Tag Archives: Mental Health

Who Are You? Where Am I?

In an effort to increase awareness for the first annual National Memory Screening Week held Nov. 1-7, Vicki Tapia, author of Somebody Stole My Iron, has joined with four other authors of books about dementia/Alzheimer’s. This article describes the campaign and presents a brief synopsis of their books.

Photo Credit: City of Overland Park

It was the weekend of our family reunion and almost everyone was gathered together at my parent’s condo to celebrate a milestone. Our patriarch, my dad, was turning 90. When the front doorbell rang, Mom opened the door, took one look at her oldest granddaughter and asked in a perplexed tone of voice, “Who are you?” After a moment of silence, we all laughed a little uncomfortably, but brushed it off, rationalizing the comment as a manifestation of Mom’s stress in caring for Dad, who had been diagnosed with Parkinson’s disease. It was not mentioned again.

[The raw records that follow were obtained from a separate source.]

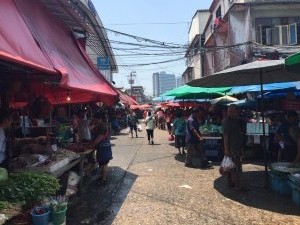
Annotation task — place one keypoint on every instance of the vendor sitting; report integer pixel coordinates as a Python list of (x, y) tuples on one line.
[(288, 134), (5, 122)]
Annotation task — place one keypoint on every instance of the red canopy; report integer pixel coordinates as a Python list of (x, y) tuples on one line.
[(50, 46), (17, 44)]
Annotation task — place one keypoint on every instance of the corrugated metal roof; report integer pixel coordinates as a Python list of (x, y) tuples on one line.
[(75, 15)]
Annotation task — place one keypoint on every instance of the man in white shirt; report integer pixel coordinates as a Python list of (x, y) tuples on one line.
[(5, 122)]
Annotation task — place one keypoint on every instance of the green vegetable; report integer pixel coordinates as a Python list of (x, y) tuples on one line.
[(3, 174), (28, 187)]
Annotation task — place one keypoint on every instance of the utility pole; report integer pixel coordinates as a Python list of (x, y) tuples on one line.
[(131, 79)]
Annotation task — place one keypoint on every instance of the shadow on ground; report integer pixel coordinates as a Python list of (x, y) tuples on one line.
[(258, 197), (180, 158), (100, 204)]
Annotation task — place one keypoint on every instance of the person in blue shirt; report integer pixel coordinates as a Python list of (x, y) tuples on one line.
[(194, 139), (179, 129), (132, 122)]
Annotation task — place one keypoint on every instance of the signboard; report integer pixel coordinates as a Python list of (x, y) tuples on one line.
[(257, 129), (103, 63)]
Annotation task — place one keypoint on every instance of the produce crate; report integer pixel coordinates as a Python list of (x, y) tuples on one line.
[(213, 150), (280, 184)]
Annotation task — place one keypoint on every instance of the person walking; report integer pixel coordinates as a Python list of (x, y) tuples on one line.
[(5, 123), (132, 122), (194, 139), (179, 129), (101, 141), (150, 124), (233, 145)]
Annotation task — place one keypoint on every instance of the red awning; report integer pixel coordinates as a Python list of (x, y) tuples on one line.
[(126, 99), (64, 52), (16, 42), (32, 36)]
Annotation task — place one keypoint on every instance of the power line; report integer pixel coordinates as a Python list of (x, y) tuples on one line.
[(130, 24)]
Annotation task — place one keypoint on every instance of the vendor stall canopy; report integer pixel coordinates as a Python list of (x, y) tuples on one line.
[(189, 92), (49, 47)]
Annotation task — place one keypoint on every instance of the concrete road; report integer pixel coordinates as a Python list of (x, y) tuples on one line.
[(150, 185)]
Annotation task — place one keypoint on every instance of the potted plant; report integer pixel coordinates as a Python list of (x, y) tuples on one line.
[(40, 215), (58, 208)]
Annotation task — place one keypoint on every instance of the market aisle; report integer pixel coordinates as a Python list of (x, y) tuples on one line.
[(150, 185)]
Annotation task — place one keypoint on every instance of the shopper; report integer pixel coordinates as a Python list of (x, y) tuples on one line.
[(179, 129), (132, 122), (150, 124), (161, 119), (194, 139), (5, 123), (169, 120), (288, 133), (233, 145), (101, 141), (84, 133)]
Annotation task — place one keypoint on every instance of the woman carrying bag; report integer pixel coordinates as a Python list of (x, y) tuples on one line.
[(150, 124)]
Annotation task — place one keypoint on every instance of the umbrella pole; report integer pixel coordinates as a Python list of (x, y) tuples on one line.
[(264, 130)]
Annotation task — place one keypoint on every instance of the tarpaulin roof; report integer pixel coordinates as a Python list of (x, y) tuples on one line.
[(126, 99), (196, 92), (51, 47), (267, 87), (16, 42)]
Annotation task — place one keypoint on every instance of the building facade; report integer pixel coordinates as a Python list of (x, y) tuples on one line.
[(242, 31), (163, 82), (138, 92), (193, 54), (179, 81)]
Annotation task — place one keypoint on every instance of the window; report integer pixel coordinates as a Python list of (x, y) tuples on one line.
[(259, 34), (278, 31)]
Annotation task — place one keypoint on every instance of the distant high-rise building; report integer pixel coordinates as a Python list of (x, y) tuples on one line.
[(179, 81), (163, 82)]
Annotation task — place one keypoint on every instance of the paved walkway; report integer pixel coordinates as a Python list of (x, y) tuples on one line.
[(150, 185)]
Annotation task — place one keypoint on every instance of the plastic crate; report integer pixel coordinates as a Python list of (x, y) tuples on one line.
[(295, 187), (280, 184)]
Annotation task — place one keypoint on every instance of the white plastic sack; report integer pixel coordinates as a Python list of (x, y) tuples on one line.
[(140, 128), (227, 165)]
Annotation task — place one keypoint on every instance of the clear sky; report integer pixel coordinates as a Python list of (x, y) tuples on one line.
[(161, 20)]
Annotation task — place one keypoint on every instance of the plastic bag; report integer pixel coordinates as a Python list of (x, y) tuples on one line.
[(226, 166), (140, 128), (171, 137), (127, 130)]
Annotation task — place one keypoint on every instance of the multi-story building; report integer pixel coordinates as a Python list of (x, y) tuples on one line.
[(241, 31), (138, 92), (179, 82), (193, 54), (163, 82)]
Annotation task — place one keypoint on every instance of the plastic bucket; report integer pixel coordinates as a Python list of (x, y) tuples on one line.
[(42, 219), (59, 218), (280, 184), (295, 191)]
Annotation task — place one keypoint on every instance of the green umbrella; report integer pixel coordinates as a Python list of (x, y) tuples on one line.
[(292, 63), (189, 92)]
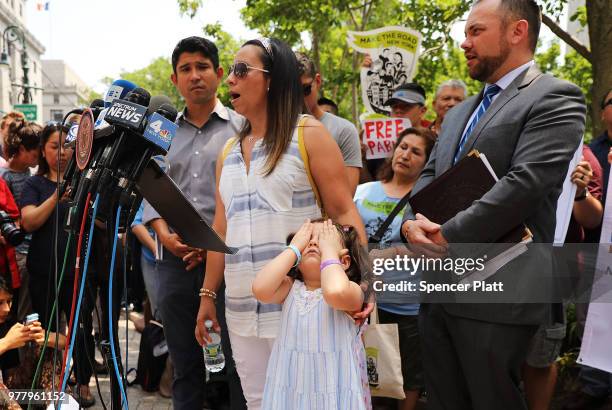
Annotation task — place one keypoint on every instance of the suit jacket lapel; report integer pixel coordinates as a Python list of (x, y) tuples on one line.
[(446, 157), (523, 80)]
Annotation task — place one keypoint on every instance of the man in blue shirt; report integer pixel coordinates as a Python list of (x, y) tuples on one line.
[(204, 127)]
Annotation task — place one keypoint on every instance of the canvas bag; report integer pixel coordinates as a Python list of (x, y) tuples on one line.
[(383, 360)]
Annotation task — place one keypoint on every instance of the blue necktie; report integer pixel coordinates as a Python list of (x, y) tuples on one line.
[(490, 92)]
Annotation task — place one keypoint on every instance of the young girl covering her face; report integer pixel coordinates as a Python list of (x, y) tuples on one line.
[(318, 358)]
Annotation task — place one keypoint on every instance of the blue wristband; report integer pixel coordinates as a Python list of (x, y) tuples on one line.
[(298, 254)]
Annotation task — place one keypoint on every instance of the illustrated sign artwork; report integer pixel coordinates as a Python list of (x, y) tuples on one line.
[(394, 52)]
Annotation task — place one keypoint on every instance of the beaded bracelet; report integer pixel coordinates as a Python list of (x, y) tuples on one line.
[(207, 292), (298, 254), (329, 262)]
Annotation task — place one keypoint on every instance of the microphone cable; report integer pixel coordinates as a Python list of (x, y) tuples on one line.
[(46, 342), (76, 273), (120, 379), (78, 308)]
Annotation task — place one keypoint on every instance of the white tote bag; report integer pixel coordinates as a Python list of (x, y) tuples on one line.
[(383, 360)]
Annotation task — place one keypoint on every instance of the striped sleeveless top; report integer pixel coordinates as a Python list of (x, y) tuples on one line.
[(261, 211)]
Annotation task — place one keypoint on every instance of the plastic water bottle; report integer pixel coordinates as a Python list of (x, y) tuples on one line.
[(214, 360)]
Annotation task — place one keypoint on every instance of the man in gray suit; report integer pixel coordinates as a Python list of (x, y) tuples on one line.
[(529, 125)]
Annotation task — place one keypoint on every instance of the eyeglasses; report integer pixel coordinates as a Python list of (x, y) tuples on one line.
[(241, 70), (307, 88)]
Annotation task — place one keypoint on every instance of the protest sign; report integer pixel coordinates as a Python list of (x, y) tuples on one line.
[(380, 134), (394, 51), (597, 338)]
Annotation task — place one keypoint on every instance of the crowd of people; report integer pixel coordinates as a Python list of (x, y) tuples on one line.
[(285, 181)]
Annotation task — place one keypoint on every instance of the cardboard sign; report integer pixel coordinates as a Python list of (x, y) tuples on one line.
[(595, 349), (394, 52), (380, 134)]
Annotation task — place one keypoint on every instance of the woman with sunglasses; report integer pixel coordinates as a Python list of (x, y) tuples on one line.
[(263, 194), (41, 211)]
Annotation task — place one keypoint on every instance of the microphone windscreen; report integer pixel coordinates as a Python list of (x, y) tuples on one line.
[(168, 111), (118, 89), (97, 103), (139, 96), (156, 102)]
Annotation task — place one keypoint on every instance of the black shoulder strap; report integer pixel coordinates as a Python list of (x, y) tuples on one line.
[(377, 237)]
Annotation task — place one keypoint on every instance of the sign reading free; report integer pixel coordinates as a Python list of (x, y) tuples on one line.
[(28, 110), (380, 134)]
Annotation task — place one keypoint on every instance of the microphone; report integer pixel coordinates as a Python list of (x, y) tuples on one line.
[(97, 106), (118, 89)]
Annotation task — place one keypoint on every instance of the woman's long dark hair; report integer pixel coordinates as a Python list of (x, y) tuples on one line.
[(43, 165), (285, 98), (21, 133)]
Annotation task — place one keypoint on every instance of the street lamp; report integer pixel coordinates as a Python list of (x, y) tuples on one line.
[(10, 35)]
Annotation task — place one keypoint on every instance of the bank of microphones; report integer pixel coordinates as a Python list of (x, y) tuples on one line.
[(115, 140)]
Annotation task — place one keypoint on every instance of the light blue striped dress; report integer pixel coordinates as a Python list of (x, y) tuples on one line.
[(260, 211), (316, 359)]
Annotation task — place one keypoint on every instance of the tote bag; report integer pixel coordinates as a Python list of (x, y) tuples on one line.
[(383, 360)]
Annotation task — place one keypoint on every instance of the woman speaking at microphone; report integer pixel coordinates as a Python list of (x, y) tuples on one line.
[(263, 194), (43, 217)]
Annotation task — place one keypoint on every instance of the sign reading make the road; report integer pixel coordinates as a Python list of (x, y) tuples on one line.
[(29, 110)]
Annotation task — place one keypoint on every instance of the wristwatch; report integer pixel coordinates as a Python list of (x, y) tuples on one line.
[(583, 196)]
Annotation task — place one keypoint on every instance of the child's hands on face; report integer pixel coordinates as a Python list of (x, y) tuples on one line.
[(302, 236), (330, 242)]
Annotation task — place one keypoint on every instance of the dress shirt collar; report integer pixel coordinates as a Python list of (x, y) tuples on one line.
[(506, 80), (220, 110)]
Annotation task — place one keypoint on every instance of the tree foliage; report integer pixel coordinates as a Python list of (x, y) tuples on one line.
[(319, 28), (155, 78)]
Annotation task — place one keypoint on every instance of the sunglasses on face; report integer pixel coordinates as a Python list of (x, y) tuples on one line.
[(307, 88), (241, 70)]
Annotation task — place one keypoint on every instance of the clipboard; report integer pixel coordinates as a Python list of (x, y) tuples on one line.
[(165, 196)]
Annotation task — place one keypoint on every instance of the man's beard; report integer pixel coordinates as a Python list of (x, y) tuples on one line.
[(488, 65)]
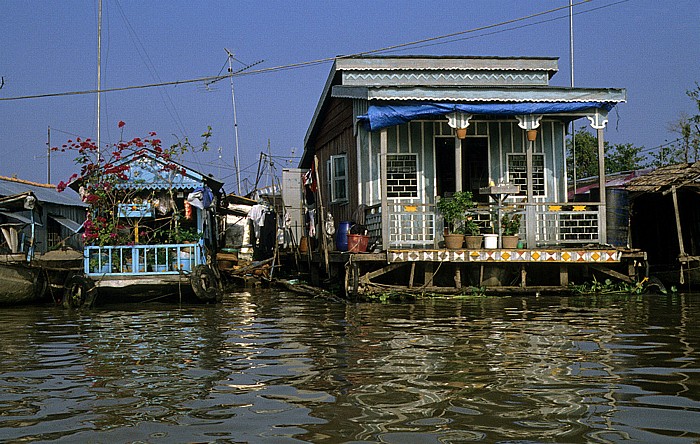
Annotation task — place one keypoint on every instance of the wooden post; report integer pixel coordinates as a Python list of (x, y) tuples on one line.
[(602, 223), (530, 209), (321, 218), (458, 164), (564, 275), (681, 248), (428, 279), (386, 219)]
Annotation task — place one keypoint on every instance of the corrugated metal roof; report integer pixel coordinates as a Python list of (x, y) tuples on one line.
[(378, 63), (664, 178), (43, 192), (481, 94)]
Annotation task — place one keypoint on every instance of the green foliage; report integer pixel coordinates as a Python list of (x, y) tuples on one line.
[(608, 287), (619, 157), (686, 148), (454, 209)]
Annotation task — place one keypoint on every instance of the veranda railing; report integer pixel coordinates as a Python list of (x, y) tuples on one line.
[(542, 224)]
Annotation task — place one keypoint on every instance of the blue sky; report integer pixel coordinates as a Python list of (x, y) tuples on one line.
[(649, 47)]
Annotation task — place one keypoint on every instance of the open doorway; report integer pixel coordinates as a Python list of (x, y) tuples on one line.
[(474, 169), (475, 166)]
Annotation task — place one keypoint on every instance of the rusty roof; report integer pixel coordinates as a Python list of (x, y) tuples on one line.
[(663, 178)]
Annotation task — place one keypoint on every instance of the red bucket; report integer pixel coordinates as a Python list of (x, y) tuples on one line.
[(357, 243)]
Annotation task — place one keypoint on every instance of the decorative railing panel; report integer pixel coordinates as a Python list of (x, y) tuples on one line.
[(142, 259), (415, 226)]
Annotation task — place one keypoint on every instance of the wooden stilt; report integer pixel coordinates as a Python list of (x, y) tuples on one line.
[(428, 274), (563, 275)]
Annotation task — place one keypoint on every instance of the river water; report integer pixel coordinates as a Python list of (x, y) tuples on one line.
[(278, 367)]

Our family continued to somehow normalize or overlook the ever-increasing signs that something was not quite right with Mom’s behavior. Another two years passed before she finally agreed to be evaluated by her health care provider, around the same time Dad was diagnosed with Parkinson’s-related dementia. Although by this time, our family wasn’t completely surprised by Mom’s Alzheimer’s diagnosis, we were alarmed to hear she was already considered to be in the “moderate” stage of the disease. I later learned this scenario is typical.

Studies tell us that the delay in diagnosis can be attributed to the family’s own denial in not wanting to face the fact that something is wrong. In retrospect, this could be applied to our family, although in many ways, we were simply clueless in the beginning. Sometimes, a fear of diagnosis can result in reluctance on the part of the affected person to agree to an evaluation, particularly if it involves an adult child prodding an intractable parent. Healthcare costs may also be a factor in avoiding an assessment by a qualified health care provider (HCP). The oft-perceived stigma associated with a potential diagnosis of dementia/Alzheimer’s can be a barrier to evaluation for the entire family.

National Memory Screening Week

In an effort to promote the importance of early detection of memory problems, the Alzheimer’s Foundation of America (AFA) has launched the first annual National Memory Screening week scheduled for Nov. 1-7.

The screenings will be free and confidential, and if deemed necessary, refer people onto appropriate follow-up services. One of the goals of the screening is to work toward eliminating the stigma and fears associated with dementia. The AFA also hopes to alleviate fears for people who participate in the memory screening, but do not show a concerning memory problem.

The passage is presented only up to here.